イーサリアム(ETH)の価格は2月24日に2600ドルを下回って以降、目立った回復を果たせずにいる。コイングラスのデータによると、2000ドル付近までの最新の調整により、15日間でレバレッジをかけたロングポジションが9億1800万ドル以上清算された。

トレーダーの間では、ETHが2500ドルを突破するために何が必要なのかという疑問が広がっている。

Ether/USD (left) vs. total altcoin market cap (right). Source: TradingView / Cointelegraph

この期間、イーサリアムはアルトコイン市場全体に対し10%のアンダーパフォームを記録している。

より懸念されるのは、この下落がミームコインブームの直後に発生し、イーサリアムの主要な競争相手であるソラナ(SOL)を押し上げたことだ。これは、ETH価格の停滞を引き起こしている要因が他にもあることを示唆しており、イーサリアムが強気市場を取り戻すには4つの主要な課題を克服する必要がある。

イーサリアムのアップグレードと競争環境

イーサリアムネットワークの次期「ペクトラ」アップグレードについて、一部の市場関係者は、ベースレイヤーのトランザクション手数料を引き下げるか、ユーザビリティを大幅に向上させない限り、価格回復の決定打にはならないと見ている。

仮に改善が進んだとしても、イーサリアムは依然として異なるレイヤー2ソリューション間の流動性とユーザーアクセスの面で相互運用性に欠けているとの指摘がある。

さらに、最近イーサリアムのテストネットで空ブロックが報告されたことが、市場のリスク意識を高めた。

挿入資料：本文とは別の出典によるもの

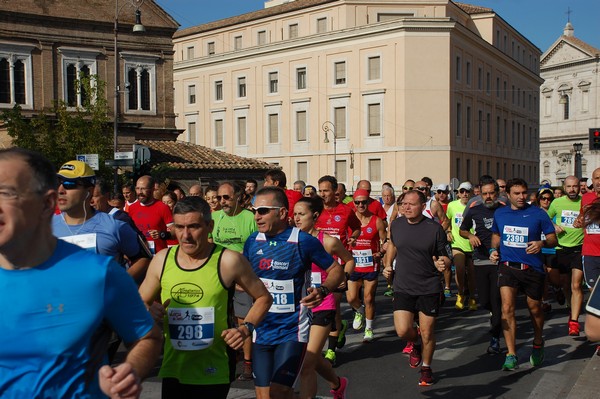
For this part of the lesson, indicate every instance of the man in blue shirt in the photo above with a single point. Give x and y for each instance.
(281, 257)
(516, 245)
(64, 295)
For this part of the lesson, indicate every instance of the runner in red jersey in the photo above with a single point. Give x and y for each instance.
(367, 255)
(337, 220)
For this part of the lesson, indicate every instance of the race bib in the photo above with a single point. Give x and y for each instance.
(315, 279)
(567, 218)
(85, 241)
(191, 329)
(593, 228)
(282, 292)
(515, 237)
(362, 257)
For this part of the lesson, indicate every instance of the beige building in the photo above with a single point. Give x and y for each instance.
(569, 106)
(383, 90)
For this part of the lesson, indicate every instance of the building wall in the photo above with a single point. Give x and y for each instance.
(417, 88)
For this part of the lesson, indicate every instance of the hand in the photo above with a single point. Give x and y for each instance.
(494, 256)
(313, 298)
(534, 247)
(439, 263)
(474, 240)
(234, 337)
(120, 382)
(159, 311)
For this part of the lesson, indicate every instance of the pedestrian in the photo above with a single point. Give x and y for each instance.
(64, 295)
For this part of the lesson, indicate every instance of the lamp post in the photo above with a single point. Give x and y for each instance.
(329, 127)
(578, 167)
(138, 27)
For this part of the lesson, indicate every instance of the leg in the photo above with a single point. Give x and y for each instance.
(509, 324)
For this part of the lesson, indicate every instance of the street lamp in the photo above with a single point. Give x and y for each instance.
(578, 167)
(138, 27)
(329, 127)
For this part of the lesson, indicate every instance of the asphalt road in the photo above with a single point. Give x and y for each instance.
(461, 366)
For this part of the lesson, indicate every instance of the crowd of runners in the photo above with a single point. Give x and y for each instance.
(232, 273)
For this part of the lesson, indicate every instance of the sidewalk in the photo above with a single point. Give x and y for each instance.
(586, 385)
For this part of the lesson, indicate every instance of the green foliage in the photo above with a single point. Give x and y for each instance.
(62, 132)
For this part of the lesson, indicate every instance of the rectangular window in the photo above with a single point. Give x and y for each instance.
(341, 172)
(469, 73)
(192, 132)
(242, 87)
(301, 78)
(273, 128)
(192, 94)
(273, 82)
(374, 170)
(469, 126)
(374, 120)
(241, 126)
(340, 122)
(302, 170)
(261, 37)
(218, 90)
(190, 53)
(301, 125)
(237, 43)
(321, 25)
(340, 73)
(374, 68)
(458, 119)
(219, 133)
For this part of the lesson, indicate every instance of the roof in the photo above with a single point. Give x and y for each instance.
(182, 155)
(251, 16)
(472, 9)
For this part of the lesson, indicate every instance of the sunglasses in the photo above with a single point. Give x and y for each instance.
(263, 210)
(71, 184)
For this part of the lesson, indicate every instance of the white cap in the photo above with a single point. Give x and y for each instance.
(466, 185)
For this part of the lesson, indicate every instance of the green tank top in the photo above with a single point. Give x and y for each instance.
(199, 311)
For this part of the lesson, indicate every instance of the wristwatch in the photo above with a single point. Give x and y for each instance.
(249, 326)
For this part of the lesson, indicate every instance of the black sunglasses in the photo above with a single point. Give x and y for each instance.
(263, 210)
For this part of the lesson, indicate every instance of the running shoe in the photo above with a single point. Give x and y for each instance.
(414, 359)
(342, 336)
(426, 377)
(573, 328)
(246, 372)
(537, 355)
(510, 363)
(330, 355)
(472, 304)
(340, 393)
(359, 321)
(494, 347)
(368, 335)
(408, 348)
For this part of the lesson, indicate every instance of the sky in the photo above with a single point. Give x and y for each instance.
(540, 21)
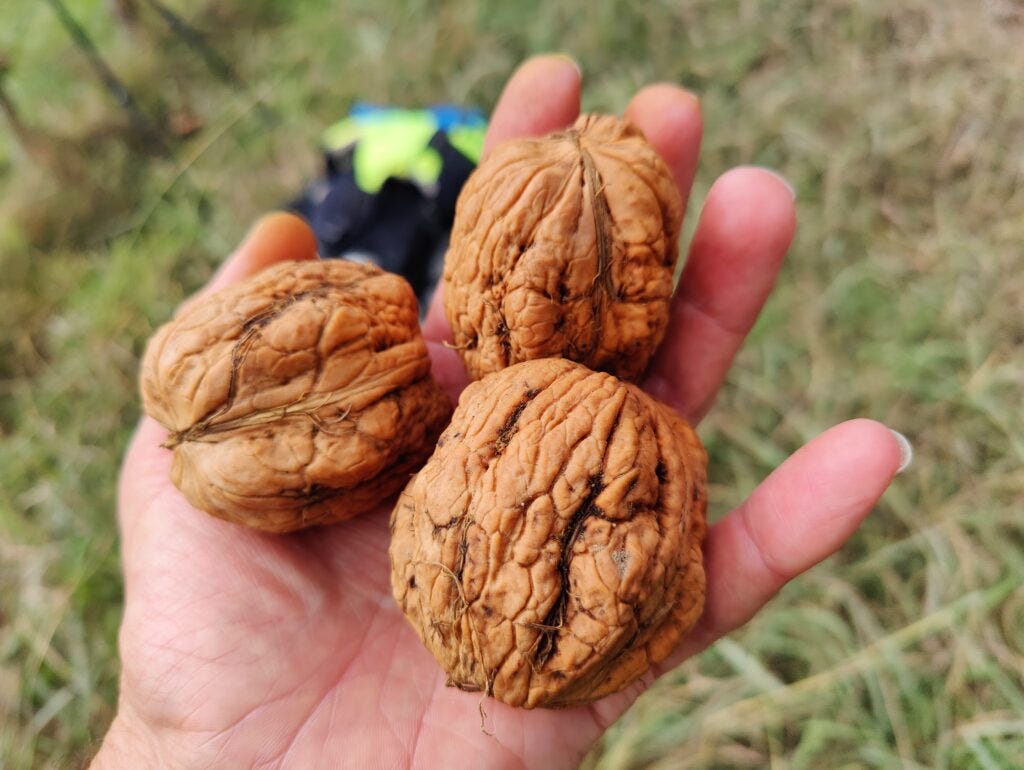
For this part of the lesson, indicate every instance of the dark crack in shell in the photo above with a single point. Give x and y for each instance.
(299, 397)
(564, 246)
(550, 550)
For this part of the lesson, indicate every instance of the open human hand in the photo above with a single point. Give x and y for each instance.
(244, 649)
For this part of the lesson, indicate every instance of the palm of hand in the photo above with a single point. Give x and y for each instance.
(245, 649)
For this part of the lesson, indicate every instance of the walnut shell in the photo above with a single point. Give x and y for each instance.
(549, 551)
(299, 397)
(564, 246)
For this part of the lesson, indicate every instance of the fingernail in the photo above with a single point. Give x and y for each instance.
(905, 451)
(566, 57)
(773, 172)
(260, 223)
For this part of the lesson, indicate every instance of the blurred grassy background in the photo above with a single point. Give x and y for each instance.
(901, 126)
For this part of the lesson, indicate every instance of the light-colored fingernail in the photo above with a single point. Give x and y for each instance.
(905, 451)
(570, 59)
(773, 172)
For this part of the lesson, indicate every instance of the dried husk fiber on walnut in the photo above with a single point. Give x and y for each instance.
(550, 550)
(564, 246)
(301, 396)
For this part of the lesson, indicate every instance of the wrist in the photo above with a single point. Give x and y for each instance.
(127, 744)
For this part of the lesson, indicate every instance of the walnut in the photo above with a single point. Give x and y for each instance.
(564, 246)
(549, 551)
(302, 396)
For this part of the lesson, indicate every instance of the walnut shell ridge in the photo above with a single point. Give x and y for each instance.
(302, 396)
(564, 246)
(550, 550)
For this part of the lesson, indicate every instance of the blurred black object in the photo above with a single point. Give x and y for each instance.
(400, 223)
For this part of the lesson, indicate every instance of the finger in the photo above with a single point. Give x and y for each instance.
(670, 119)
(801, 514)
(543, 95)
(275, 238)
(741, 238)
(435, 326)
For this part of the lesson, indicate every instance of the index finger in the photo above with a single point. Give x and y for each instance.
(543, 95)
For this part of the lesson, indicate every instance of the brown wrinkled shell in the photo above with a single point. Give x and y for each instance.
(564, 246)
(301, 396)
(550, 550)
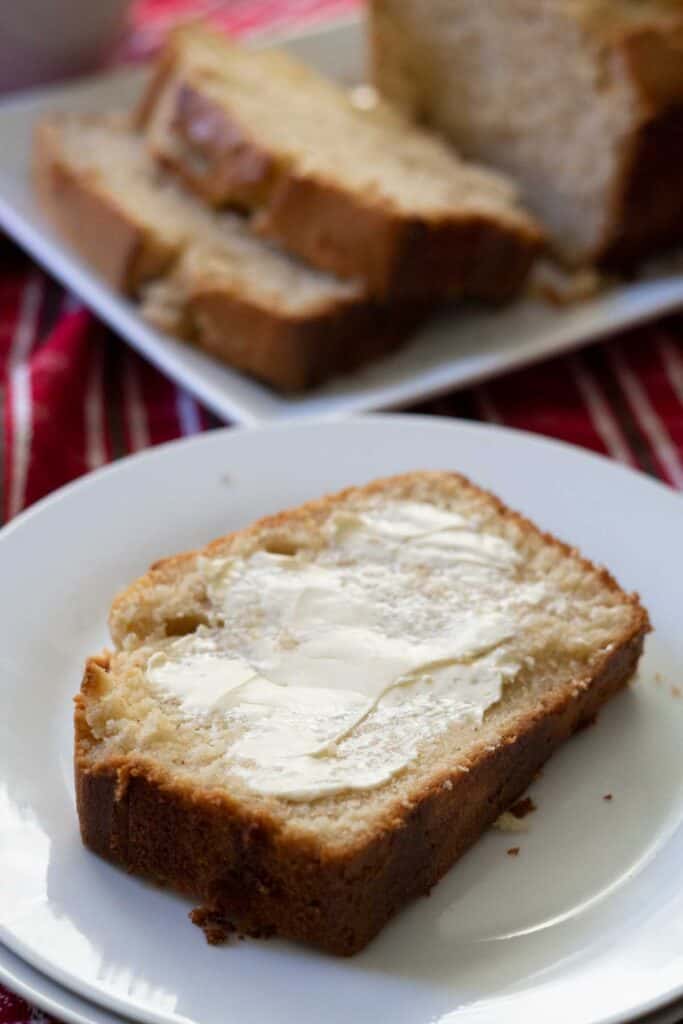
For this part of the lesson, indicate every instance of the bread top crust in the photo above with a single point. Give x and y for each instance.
(154, 607)
(648, 36)
(218, 98)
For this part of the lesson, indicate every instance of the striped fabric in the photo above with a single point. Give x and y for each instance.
(73, 397)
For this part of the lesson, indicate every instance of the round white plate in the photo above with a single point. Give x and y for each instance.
(585, 925)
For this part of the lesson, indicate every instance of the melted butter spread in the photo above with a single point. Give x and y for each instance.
(331, 674)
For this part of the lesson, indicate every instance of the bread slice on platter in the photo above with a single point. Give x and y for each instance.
(358, 193)
(199, 274)
(303, 725)
(581, 101)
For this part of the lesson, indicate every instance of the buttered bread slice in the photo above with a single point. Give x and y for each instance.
(359, 193)
(306, 723)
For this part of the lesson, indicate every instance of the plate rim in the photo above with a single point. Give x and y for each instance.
(219, 436)
(442, 422)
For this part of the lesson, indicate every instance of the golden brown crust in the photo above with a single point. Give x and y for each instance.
(288, 352)
(240, 860)
(639, 44)
(295, 353)
(308, 515)
(104, 235)
(262, 881)
(394, 254)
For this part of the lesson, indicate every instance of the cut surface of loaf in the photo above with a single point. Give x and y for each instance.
(200, 274)
(580, 100)
(306, 723)
(358, 193)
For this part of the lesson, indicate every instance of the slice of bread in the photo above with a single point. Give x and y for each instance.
(359, 193)
(306, 723)
(203, 275)
(580, 100)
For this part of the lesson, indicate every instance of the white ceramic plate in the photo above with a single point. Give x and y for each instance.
(585, 926)
(461, 346)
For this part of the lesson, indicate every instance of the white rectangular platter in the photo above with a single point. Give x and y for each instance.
(459, 347)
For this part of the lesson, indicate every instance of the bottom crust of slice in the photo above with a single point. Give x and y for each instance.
(244, 871)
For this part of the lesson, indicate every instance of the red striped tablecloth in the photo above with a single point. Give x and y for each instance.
(73, 397)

この問題がペクトラ・アップグレードとは無関係であり、修正可能だとしても、一部のトレーダーはアップグレードの遅延が市場にネガティブな印象を与える可能性を懸念している。

新たな競争相手の台頭

ETH投資家の失望の一因として、間接的な競争相手の台頭が挙げられる。例えば、モジュラー型レイヤー1ブロックチェーン「ベラチェーン」は、分散型金融(DeFi)アプリケーション向けに流動性とガバナンスを統合することに特化しており、すでに30億ドル以上の総ロック価値(TVL)を確保している。

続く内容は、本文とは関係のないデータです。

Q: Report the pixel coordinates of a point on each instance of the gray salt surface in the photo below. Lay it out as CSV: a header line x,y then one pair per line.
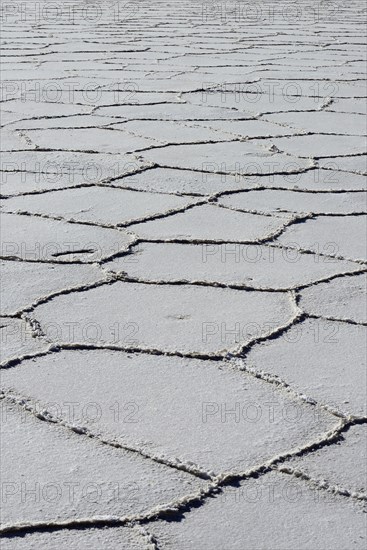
x,y
183,260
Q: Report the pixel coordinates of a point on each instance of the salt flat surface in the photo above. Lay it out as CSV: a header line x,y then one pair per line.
x,y
183,258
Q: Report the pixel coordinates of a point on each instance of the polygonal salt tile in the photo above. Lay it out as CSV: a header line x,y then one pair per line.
x,y
170,131
165,317
16,339
342,298
355,164
241,158
44,109
323,359
199,412
99,205
274,201
342,465
323,122
335,236
167,112
310,180
210,222
168,180
15,183
320,146
41,239
92,167
247,128
274,511
88,139
254,266
24,283
56,474
123,538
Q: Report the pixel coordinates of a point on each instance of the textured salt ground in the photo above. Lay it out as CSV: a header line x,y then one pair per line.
x,y
225,420
126,483
184,318
342,467
287,97
17,339
251,511
336,236
42,279
209,222
123,538
323,359
253,266
41,239
101,205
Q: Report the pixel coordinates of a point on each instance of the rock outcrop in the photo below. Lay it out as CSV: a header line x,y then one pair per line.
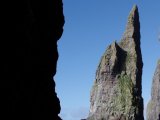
x,y
31,29
116,93
153,107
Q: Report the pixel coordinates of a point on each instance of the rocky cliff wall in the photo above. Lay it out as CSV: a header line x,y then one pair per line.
x,y
153,107
30,30
116,93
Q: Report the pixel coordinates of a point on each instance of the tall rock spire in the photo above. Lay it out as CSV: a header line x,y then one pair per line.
x,y
153,108
116,93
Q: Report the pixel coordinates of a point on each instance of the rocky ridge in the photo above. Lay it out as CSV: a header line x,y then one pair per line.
x,y
116,93
153,107
30,31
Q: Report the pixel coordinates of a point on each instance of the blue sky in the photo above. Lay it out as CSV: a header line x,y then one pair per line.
x,y
91,25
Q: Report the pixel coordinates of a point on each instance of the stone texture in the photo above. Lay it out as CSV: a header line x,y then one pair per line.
x,y
30,31
153,107
116,93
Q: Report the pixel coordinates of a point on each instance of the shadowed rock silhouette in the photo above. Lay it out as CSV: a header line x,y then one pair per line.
x,y
29,56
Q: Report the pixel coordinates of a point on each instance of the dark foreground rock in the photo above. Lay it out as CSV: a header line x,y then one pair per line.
x,y
30,30
153,107
116,93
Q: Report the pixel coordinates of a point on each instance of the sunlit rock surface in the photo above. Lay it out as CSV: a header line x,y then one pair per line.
x,y
153,107
116,93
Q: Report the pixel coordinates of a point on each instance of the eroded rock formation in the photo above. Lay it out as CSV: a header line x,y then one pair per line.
x,y
31,29
153,107
116,93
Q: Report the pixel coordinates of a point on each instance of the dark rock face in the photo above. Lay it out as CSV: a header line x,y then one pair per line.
x,y
153,108
29,56
116,93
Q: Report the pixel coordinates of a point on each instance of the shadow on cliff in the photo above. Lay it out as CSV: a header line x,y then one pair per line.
x,y
29,57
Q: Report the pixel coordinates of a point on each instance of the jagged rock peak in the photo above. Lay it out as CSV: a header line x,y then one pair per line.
x,y
132,28
153,107
116,93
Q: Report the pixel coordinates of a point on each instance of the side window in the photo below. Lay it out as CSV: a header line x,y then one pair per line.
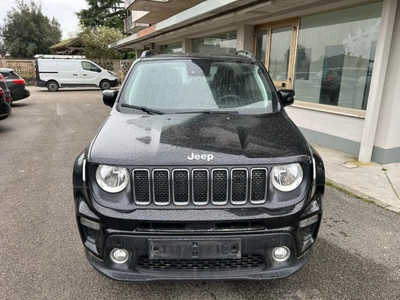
x,y
90,67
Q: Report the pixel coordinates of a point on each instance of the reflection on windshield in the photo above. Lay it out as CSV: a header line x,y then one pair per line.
x,y
199,85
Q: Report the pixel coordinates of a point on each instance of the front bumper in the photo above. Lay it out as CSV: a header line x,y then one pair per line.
x,y
256,262
257,239
20,94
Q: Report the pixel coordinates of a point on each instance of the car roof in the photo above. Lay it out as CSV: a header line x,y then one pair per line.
x,y
241,55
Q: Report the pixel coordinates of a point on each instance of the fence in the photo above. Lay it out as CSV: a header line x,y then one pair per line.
x,y
26,68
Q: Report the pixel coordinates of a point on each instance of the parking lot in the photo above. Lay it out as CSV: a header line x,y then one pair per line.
x,y
41,256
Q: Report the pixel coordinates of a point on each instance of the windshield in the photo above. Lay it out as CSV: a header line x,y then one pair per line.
x,y
197,85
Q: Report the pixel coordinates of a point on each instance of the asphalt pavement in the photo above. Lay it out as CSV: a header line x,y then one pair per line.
x,y
41,255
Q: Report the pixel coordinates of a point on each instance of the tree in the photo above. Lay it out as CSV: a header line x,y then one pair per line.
x,y
96,41
110,13
28,32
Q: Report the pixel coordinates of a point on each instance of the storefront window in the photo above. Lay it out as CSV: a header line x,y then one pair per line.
x,y
261,45
223,43
335,56
171,48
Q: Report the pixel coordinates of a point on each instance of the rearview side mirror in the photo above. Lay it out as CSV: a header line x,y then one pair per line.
x,y
287,96
109,97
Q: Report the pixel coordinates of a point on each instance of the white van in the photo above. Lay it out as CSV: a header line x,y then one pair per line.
x,y
56,71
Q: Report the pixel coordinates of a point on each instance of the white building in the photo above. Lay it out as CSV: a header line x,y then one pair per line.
x,y
341,58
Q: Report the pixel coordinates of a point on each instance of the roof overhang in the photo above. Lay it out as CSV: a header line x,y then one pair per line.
x,y
210,15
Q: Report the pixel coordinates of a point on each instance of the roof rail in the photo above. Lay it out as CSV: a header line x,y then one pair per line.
x,y
50,56
149,53
245,53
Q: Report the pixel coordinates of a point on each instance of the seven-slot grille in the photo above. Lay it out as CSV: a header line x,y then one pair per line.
x,y
218,186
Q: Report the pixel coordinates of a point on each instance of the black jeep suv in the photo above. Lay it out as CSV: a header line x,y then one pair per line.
x,y
198,173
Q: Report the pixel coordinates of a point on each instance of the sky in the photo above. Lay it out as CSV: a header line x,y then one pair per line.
x,y
62,10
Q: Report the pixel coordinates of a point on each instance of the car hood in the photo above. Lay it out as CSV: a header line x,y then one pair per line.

7-day protocol fees ranking, USD. Source: DefiLlama

また、独自のブロックチェーン上で運営される永続先物プラットフォーム「ハイパーリキッド」は、28億ドル以上の建玉を記録し、イーサリアム上の競合プラットフォームを上回っている。市場の競争は従来のモデルを超えて拡大している。

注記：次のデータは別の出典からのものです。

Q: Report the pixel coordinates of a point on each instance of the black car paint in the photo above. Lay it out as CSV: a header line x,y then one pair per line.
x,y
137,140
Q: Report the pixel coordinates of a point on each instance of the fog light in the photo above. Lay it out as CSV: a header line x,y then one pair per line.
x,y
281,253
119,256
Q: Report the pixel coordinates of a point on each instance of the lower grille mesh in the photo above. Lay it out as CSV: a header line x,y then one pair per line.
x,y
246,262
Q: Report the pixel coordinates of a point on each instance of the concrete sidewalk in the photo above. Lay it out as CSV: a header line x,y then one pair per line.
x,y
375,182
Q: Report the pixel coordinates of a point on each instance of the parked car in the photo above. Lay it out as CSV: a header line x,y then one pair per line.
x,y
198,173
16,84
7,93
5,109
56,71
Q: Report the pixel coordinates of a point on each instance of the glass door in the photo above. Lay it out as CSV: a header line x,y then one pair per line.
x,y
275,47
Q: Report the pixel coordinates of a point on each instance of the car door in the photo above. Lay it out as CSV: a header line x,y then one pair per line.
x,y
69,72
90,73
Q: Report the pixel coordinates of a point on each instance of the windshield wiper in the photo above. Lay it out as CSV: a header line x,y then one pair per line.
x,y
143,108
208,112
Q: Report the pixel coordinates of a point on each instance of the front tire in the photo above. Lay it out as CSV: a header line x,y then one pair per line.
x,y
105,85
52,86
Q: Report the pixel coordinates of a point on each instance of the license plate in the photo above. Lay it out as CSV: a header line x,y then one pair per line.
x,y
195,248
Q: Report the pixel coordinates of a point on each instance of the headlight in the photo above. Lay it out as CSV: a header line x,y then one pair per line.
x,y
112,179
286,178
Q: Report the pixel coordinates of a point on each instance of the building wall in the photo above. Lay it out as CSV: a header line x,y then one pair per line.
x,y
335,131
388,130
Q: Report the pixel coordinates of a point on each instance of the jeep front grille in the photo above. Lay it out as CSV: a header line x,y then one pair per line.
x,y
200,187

ETHの価格が強気の勢いを取り戻すには、イーサリアムネットワークがプロジェクトやユーザーにとって明確な優位性を提供できることを投資家に納得させる必要がある。現在のイーサリアムの分散化へのこだわりや段階的な改善の方針は、市場の需要を抑制している可能性がある。

オンチェーン活動と機関投資家の関心の低下

機関投資家の関心の低さは、上場投資信託(ETF)の資金流出からも明らかだ。過去10営業日のうち9日間でETFの資金流出が続き、純流出額は4億600万ドルに達している。

一部のアナリストは、将来的にイーサリアムETFにネイティブステーキングが導入されれば需要が増加すると予測していたが、現在ではこの見通しは不透明だ。ETHの供給は年間0.7%増加しており、ブロックチェーンの取引需要の低迷により手数料のバーン(焼却)も減少し、ETHはインフレ資産となりつつある。

その結果、ネイティブステーキングの実質利回りは2.5%を下回る一方で、多くのDeFiプロジェクトではステーブルコインの利回りが4.5%に達している。このため、イーサリアムETFにステーキングが導入されたとしても、機関投資家の関心を引きつける決定的な要因にはならない可能性が高い。

ソラナETFが新たな競争圧力に?

さらに、トレーダーの間では、米証券取引委員会(SEC)が2025年にソラナETFを承認する可能性についての懸念も広がっている。現在、機関投資家はイーサリアムとビットコインのETFにしかアクセスできないが、ソラナETFが登場すれば投資資金が分散し、ETHの需要がさらに低下する可能性がある。

ETH価格が2500ドルを超えるためには、イーサリアムネットワークのアップグレード、ネットワークの利用拡大、それに伴う供給の減少、レイヤー2の相互運用性の向上が不可欠となる。これらの要素が機能することで、エコシステム全体の成長が促され、ETHの強気相場復帰につながる可能性があるだろう。

本記事の見識や解釈は著者によるものであり、コインテレグラフの見解を反映するものとは限りません。この記事には投資助言や推奨事項は含まれていません。すべての投資や取引にはリスクが伴い、読者は自身でリサーチを行って決定してください。